Great Plains Studies, Center for

 

Date of this Version

Winter 1983

Citation

Great Plains Quarterly Vol. 3, No. 1, Winter 1983, pp. 55-56.

Comments

Copyright 1983 by the Center for Great Plains Studies, University of Nebraska-Lincoln

Abstract

The title of this book is misleading. If the work carries one persistent message, it is that the cities of the American West were not planned at all. Conceived as speculations in land, yes; almost always designed in the form of a repetitive gridiron, yes; but planned in any twentieth-century sense of the word, definitely not. Only the southwestern Spanish towns and the Mormon towns of Deseret come close to being examples of "urban planning." City planning, after all, only came along early in the twentieth century, and Reps clearly illustrates that few towns were established after 1890. The term planning, as Reps uses it, can perhaps best be defined as "the determination of the initial physical layout of a town." Urban design would have been a better word choice.

Though Reps notes that this volume is "an elaboration of an unpublished 1977 conference paper," its parentage is clearly his major 1969 work, Cities of the American West: A History of Frontier Urban Planning (Princeton University Press, 795 pp. + index). It is from this work that Reps draws both reproductions and text, a fact he does not attempt to hide, as he often cites the 1969 work. The value of this newer volume therefore lies in its streamlined format. Compared to the encyclopedic, comprehensive parent volume, it is a highly readable book, with much of its space devoted to map reproductions of good quality.

Reps points out, as other scholars do, that cities and towns were the stepping-stones of civilization on the frontier, and that "new towns preceded or occurred simultaneously with the opening of lands for farming and ranching" (p. 1). The book examines a series of "detached frontiers"-the Southwest, Texas, the Pacific Northwest, the mining frontier, the plains, railroad towns, towns of Zion, and the Oklahoma frontier.

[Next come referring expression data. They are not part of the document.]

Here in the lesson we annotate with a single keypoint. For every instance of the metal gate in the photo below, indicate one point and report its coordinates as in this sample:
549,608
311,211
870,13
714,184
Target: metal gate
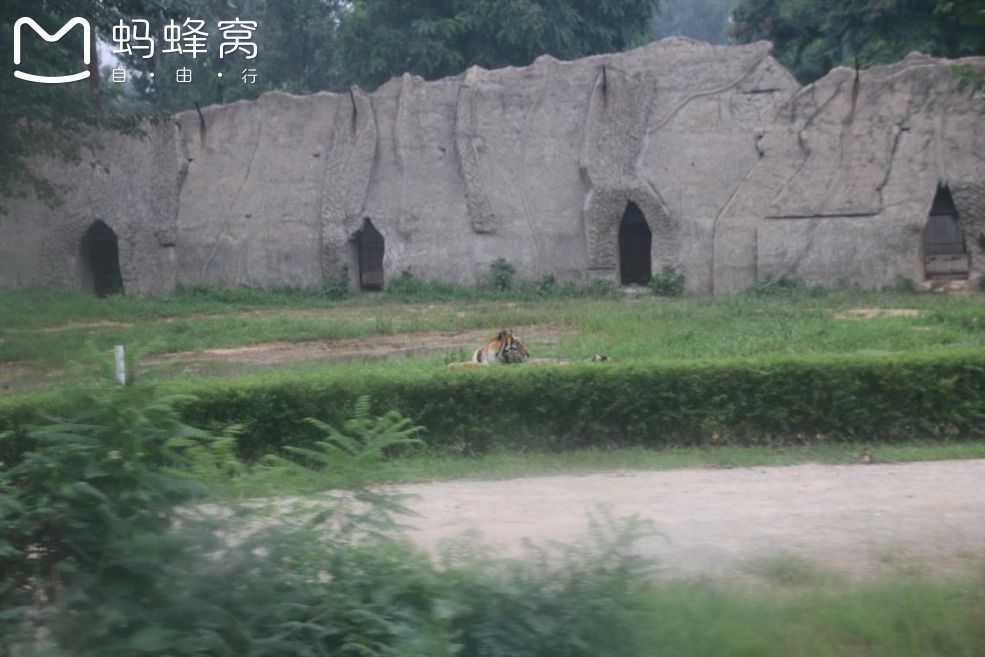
945,255
370,257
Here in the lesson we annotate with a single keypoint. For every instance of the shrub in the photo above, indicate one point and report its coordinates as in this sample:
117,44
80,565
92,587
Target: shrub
668,283
106,551
783,285
779,400
501,275
337,287
902,285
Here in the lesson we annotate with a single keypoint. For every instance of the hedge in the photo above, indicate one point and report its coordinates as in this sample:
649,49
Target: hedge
773,401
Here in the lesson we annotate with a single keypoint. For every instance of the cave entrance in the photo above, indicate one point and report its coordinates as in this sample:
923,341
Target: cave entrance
100,259
944,253
634,247
369,254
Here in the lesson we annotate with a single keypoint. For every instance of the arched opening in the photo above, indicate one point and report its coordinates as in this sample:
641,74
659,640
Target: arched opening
634,247
944,253
369,256
99,255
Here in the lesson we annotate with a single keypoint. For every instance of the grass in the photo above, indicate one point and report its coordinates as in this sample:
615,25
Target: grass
423,466
51,327
891,618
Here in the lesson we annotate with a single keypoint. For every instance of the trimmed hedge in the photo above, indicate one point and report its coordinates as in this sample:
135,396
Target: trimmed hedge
773,401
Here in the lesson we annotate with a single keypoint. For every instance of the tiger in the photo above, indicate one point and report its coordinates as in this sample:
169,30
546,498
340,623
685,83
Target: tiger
505,348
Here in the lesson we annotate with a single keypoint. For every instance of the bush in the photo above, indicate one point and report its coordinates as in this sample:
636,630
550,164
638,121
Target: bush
902,285
501,275
337,287
409,287
668,283
106,551
764,401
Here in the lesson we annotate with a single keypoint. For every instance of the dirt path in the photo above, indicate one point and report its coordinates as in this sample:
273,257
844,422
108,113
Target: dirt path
856,520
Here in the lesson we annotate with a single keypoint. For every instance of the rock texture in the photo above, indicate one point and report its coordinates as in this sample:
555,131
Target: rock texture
739,173
847,177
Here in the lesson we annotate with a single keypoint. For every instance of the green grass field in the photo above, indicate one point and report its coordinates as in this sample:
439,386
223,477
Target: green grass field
49,328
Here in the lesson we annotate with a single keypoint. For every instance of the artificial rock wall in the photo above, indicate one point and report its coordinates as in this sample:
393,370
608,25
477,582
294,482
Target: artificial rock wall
740,173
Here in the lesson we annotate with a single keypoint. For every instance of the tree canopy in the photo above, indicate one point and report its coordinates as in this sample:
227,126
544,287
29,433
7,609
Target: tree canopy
706,20
811,37
379,39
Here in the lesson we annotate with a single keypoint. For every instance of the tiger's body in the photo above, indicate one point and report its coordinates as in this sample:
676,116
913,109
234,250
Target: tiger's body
505,348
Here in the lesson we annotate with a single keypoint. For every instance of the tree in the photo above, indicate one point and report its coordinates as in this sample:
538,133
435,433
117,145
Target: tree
706,20
812,36
55,120
379,39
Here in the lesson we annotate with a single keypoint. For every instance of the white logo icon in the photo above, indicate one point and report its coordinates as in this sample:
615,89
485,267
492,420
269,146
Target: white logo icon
51,38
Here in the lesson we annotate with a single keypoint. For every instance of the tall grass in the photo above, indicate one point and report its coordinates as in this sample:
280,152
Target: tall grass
52,326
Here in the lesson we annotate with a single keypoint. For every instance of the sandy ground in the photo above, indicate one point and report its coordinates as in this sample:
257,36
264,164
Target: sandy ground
854,520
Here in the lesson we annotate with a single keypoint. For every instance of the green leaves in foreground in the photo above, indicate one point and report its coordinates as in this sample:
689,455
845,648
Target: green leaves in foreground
110,548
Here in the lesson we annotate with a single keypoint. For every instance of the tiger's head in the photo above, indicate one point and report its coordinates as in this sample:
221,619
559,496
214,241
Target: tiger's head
510,350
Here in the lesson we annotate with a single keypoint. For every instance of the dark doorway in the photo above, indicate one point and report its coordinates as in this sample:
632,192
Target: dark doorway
944,252
100,256
634,247
369,249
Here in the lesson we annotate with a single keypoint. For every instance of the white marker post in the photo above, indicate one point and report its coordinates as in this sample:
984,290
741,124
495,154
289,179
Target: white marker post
121,365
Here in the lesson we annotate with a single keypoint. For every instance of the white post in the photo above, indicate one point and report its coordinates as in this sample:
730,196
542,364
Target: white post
121,365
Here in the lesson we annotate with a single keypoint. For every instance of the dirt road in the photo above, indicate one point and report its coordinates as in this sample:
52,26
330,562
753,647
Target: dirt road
855,520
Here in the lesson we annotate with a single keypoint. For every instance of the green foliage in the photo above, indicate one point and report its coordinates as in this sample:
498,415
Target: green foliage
350,454
106,551
501,275
337,288
903,285
883,398
668,283
705,20
380,39
810,38
58,120
783,285
87,511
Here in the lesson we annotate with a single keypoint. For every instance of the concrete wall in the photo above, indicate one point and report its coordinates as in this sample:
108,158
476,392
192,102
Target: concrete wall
740,173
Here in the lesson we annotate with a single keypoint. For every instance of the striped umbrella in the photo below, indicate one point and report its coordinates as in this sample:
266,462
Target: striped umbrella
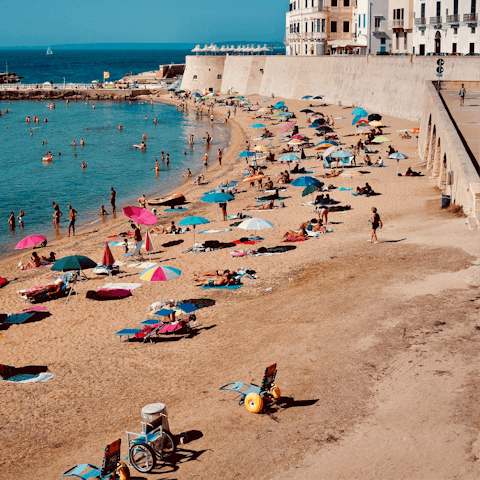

In any book, there are interpretations with which others will take issue. Here, for instance, Reps writes that "the desire for some kind of urban order, however primitive, was deeply instilled in the minds of those who flocked" to mining sites (p. 59). Yet the text makes it abundantly clear elsewhere that it was in fact the operation of the rent gradient and speculation in land, rather than some primordial psychological urge for order, that created the pattern of the towns. There are -few such unsupported statements, for the text is more encyclopedic than interpretative in nature. This quality is, indeed, the principal failure of the volume, for one is better drawn to the 1969 book for details; a bit more interpretation would have been useful. But the slighter volume makes a good supplemental reader in an urban history course. For this it can be highly recommended, and Reps merits praise for his efforts in making us aware of the initial physical layout of the American city.